На лице Нэнси застыла непроницаемая маска.
— Мой информатор также утверждает, что отец вашего сына Шона — убитый вами любовник. Хосе Висенте Доминичи, за которого вы вышли замуж после смерти любовника, усыновил ребенка. Шон Доминичи, ведь так зовут вашего сына? — Натали Гудмен смотрела торжествующе.
Нэнси сохраняла невозмутимость.
— Пока вы решаете, что ответить, я могла бы продолжить… Итак, мой источник также располагает сведениями, что вы убили любовника вашей матери Тони Кроче, ее двоюродного брата, который эмигрировал в Америку раньше вас. Вы были девочкой, когда у вас на глазах застрелили вашего отца. Кажется, насильственная смерть — удел многих членов вашей семьи. После истории с Тони Кроче вы всей семьей вернулись на Сицилию. Там застрелили вашу мать. Госпожа Карр, вы подтверждаете все это или нет? — бесстрастно отчеканила каждое слово Натали Гудмен.
Голос, чеканящий жестокие обвинения, доносился до Нэнси словно издалека. Ее охватило паническое смятение, но в лице ее по-прежнему была уверенность — Нэнси отлично владела собой.

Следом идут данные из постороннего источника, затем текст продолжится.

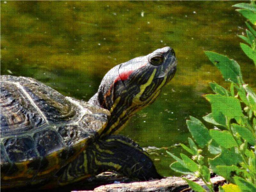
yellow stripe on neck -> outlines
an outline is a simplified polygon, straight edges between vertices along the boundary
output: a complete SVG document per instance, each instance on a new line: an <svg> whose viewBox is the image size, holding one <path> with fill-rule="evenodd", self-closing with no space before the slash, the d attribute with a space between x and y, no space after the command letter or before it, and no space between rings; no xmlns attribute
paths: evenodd
<svg viewBox="0 0 256 192"><path fill-rule="evenodd" d="M149 77L149 78L148 79L148 81L145 84L140 85L140 91L139 93L138 93L138 94L135 96L135 97L134 97L133 99L132 100L133 102L137 103L140 102L140 97L143 93L144 91L145 91L145 89L146 89L148 85L150 85L152 83L152 81L153 80L153 79L154 79L154 77L155 76L155 75L156 74L156 69L155 69L153 71L153 72L152 73L152 74L151 75L151 76L150 76L150 77Z"/></svg>

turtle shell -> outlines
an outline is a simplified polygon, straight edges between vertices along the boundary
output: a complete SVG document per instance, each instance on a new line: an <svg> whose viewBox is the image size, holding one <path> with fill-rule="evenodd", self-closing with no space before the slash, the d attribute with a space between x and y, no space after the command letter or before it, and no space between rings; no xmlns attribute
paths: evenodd
<svg viewBox="0 0 256 192"><path fill-rule="evenodd" d="M54 175L97 139L110 115L33 79L11 76L1 76L1 180L7 185Z"/></svg>

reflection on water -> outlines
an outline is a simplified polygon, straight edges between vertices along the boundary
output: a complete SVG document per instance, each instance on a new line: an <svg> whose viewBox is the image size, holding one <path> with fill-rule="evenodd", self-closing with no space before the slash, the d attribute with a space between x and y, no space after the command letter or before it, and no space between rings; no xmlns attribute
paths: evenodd
<svg viewBox="0 0 256 192"><path fill-rule="evenodd" d="M245 31L246 20L231 7L233 1L1 3L1 74L32 77L84 100L115 65L163 47L174 49L175 76L157 100L120 132L142 147L160 148L150 153L165 176L175 174L169 168L173 159L166 149L179 153L178 146L167 148L186 143L190 136L186 120L192 116L203 121L202 117L210 111L202 97L212 92L208 82L227 86L204 51L236 60L246 83L255 87L254 64L241 51L236 36Z"/></svg>

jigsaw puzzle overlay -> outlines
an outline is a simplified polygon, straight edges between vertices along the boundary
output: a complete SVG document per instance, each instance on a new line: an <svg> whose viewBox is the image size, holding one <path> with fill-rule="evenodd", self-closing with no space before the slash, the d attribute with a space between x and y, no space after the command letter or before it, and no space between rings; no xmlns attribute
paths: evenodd
<svg viewBox="0 0 256 192"><path fill-rule="evenodd" d="M10 183L18 175L30 182L59 171L67 184L97 155L107 165L88 166L83 177L119 166L142 180L180 176L166 151L179 156L177 144L191 137L186 120L211 113L202 97L212 92L209 83L229 86L204 51L237 61L254 87L254 66L236 35L246 19L233 2L1 4L1 74L33 79L1 78L1 155Z"/></svg>

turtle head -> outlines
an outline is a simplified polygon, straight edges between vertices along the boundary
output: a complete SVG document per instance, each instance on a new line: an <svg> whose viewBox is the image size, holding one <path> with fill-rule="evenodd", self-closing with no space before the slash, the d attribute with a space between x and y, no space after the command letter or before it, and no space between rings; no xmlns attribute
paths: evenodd
<svg viewBox="0 0 256 192"><path fill-rule="evenodd" d="M110 69L89 101L111 113L102 133L116 134L135 113L156 100L173 77L177 65L174 51L166 47Z"/></svg>

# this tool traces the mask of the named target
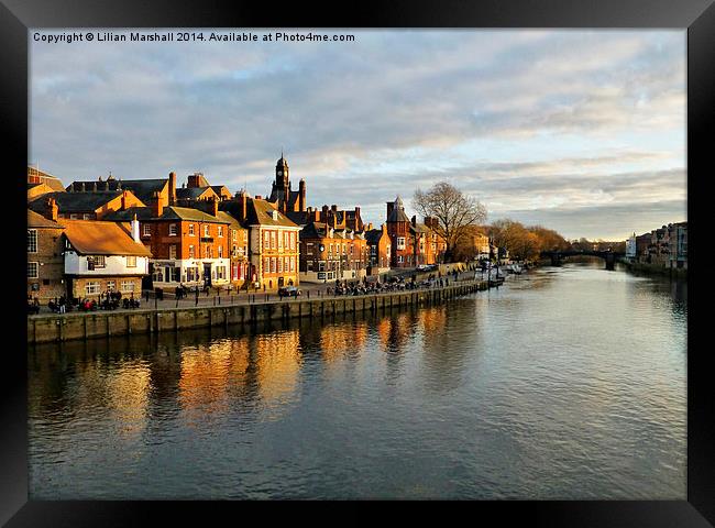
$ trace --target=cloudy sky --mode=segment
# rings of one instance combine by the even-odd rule
[[[686,219],[684,31],[318,33],[355,41],[51,44],[31,31],[29,163],[65,185],[200,170],[266,195],[283,148],[308,205],[359,205],[376,224],[385,201],[403,196],[411,216],[415,189],[440,180],[488,221],[570,239]]]

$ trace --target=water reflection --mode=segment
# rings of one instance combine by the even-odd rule
[[[683,498],[686,295],[579,264],[425,309],[38,345],[31,496]]]

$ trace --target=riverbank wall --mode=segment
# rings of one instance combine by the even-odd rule
[[[337,314],[384,311],[431,306],[496,286],[464,280],[442,288],[389,292],[378,295],[292,299],[213,307],[182,307],[122,311],[52,314],[28,317],[28,343],[106,338],[132,333],[176,332],[201,327],[252,324],[294,318],[331,318]]]
[[[671,278],[686,279],[688,270],[686,268],[672,268],[666,267],[662,264],[645,264],[641,262],[629,262],[625,258],[618,261],[620,264],[626,266],[629,272],[644,274],[644,275],[662,275]]]

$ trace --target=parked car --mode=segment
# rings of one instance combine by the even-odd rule
[[[278,289],[278,297],[298,297],[301,292],[295,286],[284,286]]]

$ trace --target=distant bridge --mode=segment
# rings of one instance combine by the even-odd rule
[[[626,256],[617,251],[588,251],[588,250],[565,250],[565,251],[542,251],[541,258],[551,258],[552,266],[560,266],[563,258],[569,256],[597,256],[606,261],[606,270],[614,270],[616,261]]]

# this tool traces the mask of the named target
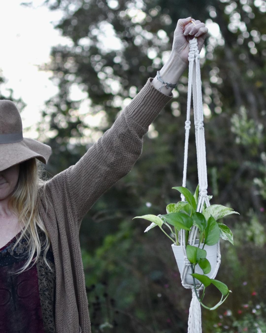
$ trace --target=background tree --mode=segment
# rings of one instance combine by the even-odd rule
[[[169,56],[179,18],[192,16],[208,25],[210,34],[201,62],[208,193],[213,196],[211,203],[231,205],[241,215],[226,218],[235,245],[222,242],[217,275],[227,281],[232,296],[216,312],[203,311],[203,330],[213,332],[214,327],[217,332],[234,332],[244,325],[253,332],[259,323],[263,331],[265,314],[259,309],[266,301],[266,271],[262,264],[265,254],[265,2],[44,3],[51,10],[64,10],[55,28],[69,41],[68,46],[53,47],[50,63],[40,66],[53,72],[59,88],[47,101],[39,124],[39,139],[53,150],[47,166],[52,175],[74,164],[111,126],[148,78],[155,76]],[[104,36],[110,32],[119,47],[114,41],[112,48],[104,45]],[[146,222],[132,218],[163,213],[167,204],[179,200],[171,188],[182,183],[187,81],[186,72],[173,91],[174,98],[145,136],[142,153],[132,170],[101,197],[81,224],[94,332],[186,331],[190,295],[181,285],[171,244],[159,230],[144,234]],[[71,92],[77,88],[85,97],[73,100]],[[92,125],[95,119],[98,123]],[[187,182],[192,190],[198,183],[194,134],[192,127]],[[226,260],[231,264],[229,271],[223,264]],[[256,305],[261,307],[256,310]]]

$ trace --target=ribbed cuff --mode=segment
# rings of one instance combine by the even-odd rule
[[[149,78],[140,91],[127,107],[127,113],[144,128],[148,128],[160,111],[174,97],[159,91]]]

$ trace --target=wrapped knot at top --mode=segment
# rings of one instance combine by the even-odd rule
[[[193,61],[196,57],[200,58],[200,52],[198,48],[198,42],[196,38],[194,38],[189,41],[189,61]]]

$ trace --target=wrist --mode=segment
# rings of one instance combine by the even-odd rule
[[[176,84],[187,66],[187,64],[180,57],[171,52],[168,60],[160,70],[160,76],[164,82]],[[171,95],[173,89],[171,87],[162,87],[162,83],[157,80],[157,77],[154,78],[152,83],[157,89],[160,89],[161,92],[168,96]]]

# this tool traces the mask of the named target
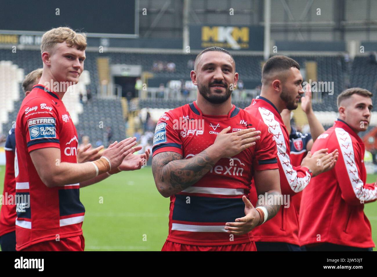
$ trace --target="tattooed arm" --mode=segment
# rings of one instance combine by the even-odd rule
[[[152,159],[152,172],[159,192],[169,197],[200,180],[220,159],[232,157],[255,144],[260,131],[250,128],[227,134],[223,129],[213,144],[190,159],[172,152],[162,152]]]
[[[162,152],[153,157],[152,171],[160,193],[169,197],[200,180],[221,158],[210,147],[187,159],[172,152]]]

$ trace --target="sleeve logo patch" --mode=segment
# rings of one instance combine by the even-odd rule
[[[53,117],[40,117],[28,120],[30,140],[55,138],[55,120]]]
[[[166,126],[166,123],[165,123],[159,124],[156,126],[155,135],[153,137],[153,145],[159,143],[166,142],[166,130],[165,128]]]

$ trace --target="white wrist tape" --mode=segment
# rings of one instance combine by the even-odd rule
[[[95,172],[96,172],[95,176],[96,177],[97,177],[98,176],[98,167],[97,166],[97,165],[96,165],[93,162],[91,162],[93,164],[93,165],[94,166],[95,168]]]
[[[260,209],[263,212],[263,214],[264,214],[264,220],[262,223],[263,224],[267,221],[267,218],[268,217],[268,212],[267,211],[267,209],[265,207],[257,207],[255,208]]]
[[[111,170],[111,163],[110,162],[110,160],[109,159],[107,159],[107,158],[106,158],[104,156],[103,156],[102,157],[101,157],[101,158],[103,158],[105,160],[106,160],[106,161],[107,161],[107,162],[109,163],[109,165],[110,166],[110,170]]]

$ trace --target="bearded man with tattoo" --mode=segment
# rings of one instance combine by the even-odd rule
[[[191,72],[197,100],[157,123],[152,170],[159,192],[170,199],[162,251],[255,251],[251,231],[280,208],[254,208],[246,196],[253,178],[259,194],[281,193],[268,127],[231,104],[235,68],[226,50],[203,50]]]

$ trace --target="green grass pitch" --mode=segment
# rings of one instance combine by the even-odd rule
[[[3,191],[5,167],[0,166]],[[368,182],[377,175],[368,175]],[[85,250],[159,251],[168,234],[169,204],[157,191],[150,167],[123,172],[80,190],[85,207]],[[377,242],[377,203],[365,205]],[[375,249],[374,250],[375,250]]]

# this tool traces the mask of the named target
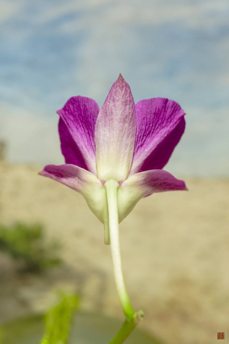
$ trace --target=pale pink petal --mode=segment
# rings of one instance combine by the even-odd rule
[[[137,130],[130,174],[162,168],[185,127],[184,112],[166,98],[141,100],[135,105]]]
[[[89,171],[75,165],[48,165],[39,173],[64,184],[83,195],[99,219],[107,222],[106,190],[98,178]]]
[[[156,192],[187,190],[183,180],[163,170],[152,170],[129,177],[118,189],[120,222],[130,213],[143,197]]]
[[[96,175],[95,127],[99,111],[93,99],[73,97],[57,112],[61,150],[66,162],[76,164]]]
[[[96,167],[100,180],[126,179],[132,161],[136,128],[134,99],[120,74],[99,111],[95,127]]]

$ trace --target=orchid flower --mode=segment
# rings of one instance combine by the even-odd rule
[[[121,74],[100,110],[93,99],[78,96],[57,112],[66,163],[48,165],[40,174],[81,193],[104,224],[119,298],[127,318],[133,318],[117,253],[118,224],[143,197],[186,190],[162,169],[184,131],[185,113],[164,98],[135,104]]]

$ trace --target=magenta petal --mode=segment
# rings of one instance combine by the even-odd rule
[[[185,113],[165,98],[141,100],[135,105],[137,130],[130,174],[162,168],[184,130]]]
[[[65,164],[47,165],[39,174],[59,182],[80,192],[86,184],[88,176],[92,174],[79,166]]]
[[[136,186],[141,190],[142,197],[149,194],[177,190],[187,190],[183,180],[177,179],[163,170],[151,170],[136,173],[123,184]]]
[[[120,74],[96,122],[96,167],[100,180],[125,179],[132,162],[136,129],[134,99],[129,85]]]
[[[76,165],[88,170],[83,155],[61,117],[60,118],[58,128],[61,151],[66,164]]]
[[[118,189],[119,222],[125,218],[143,197],[154,193],[176,190],[187,190],[184,182],[163,170],[152,170],[133,174]]]
[[[57,112],[60,116],[59,133],[62,152],[67,163],[96,174],[95,128],[99,111],[95,100],[73,97]]]

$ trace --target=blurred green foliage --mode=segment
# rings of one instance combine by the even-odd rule
[[[39,272],[59,264],[60,248],[57,241],[45,241],[41,225],[0,225],[0,250],[16,260],[24,271]]]
[[[40,344],[67,344],[74,311],[79,298],[74,295],[62,295],[61,302],[45,317],[45,332]]]

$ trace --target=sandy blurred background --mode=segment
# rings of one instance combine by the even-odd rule
[[[187,113],[165,169],[188,192],[142,200],[120,226],[140,325],[168,344],[229,337],[227,1],[0,0],[0,225],[40,223],[61,265],[22,272],[0,253],[0,323],[46,311],[58,291],[122,319],[103,226],[83,197],[38,176],[63,163],[55,114],[80,94],[103,104],[121,72],[136,102],[165,97]]]

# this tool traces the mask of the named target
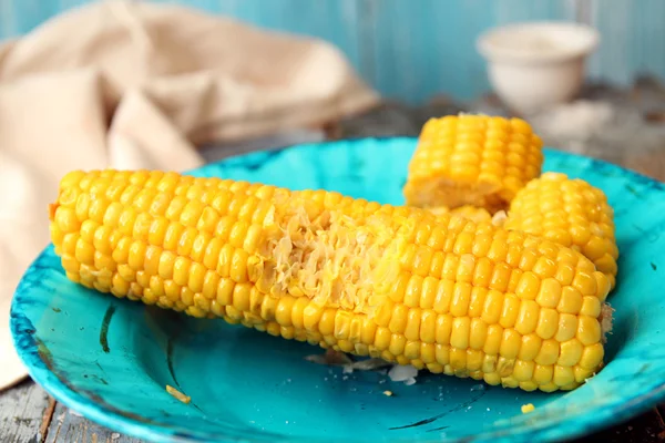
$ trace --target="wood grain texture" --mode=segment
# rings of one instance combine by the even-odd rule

На секунду ей показалось, что комната пошла кругом и образовала засасывающую вниз воронку. Мощные жернова словно перемалывали и Нэнси, и Шона, и Тони, и ее мать — всех этих призраков прошлого, потревоженных журналисткой. Нэнси снова услышала выстрел и увидела, как взорвалась, словно тыква, голова Тони Кроче. Вопль матери острой болью отозвался в ушах. Нэнси снова почувствовала на губах тепло губ Шона, вкус его крови. Услышала словно со стороны свой голос, когда она шептала ему в слезах: «Шон, любовь моя, не покидай меня, ты мне нужен». Душераздирающий крик рвался у Нэнси из глубины души, но Натали Гудмен не могла слышать его.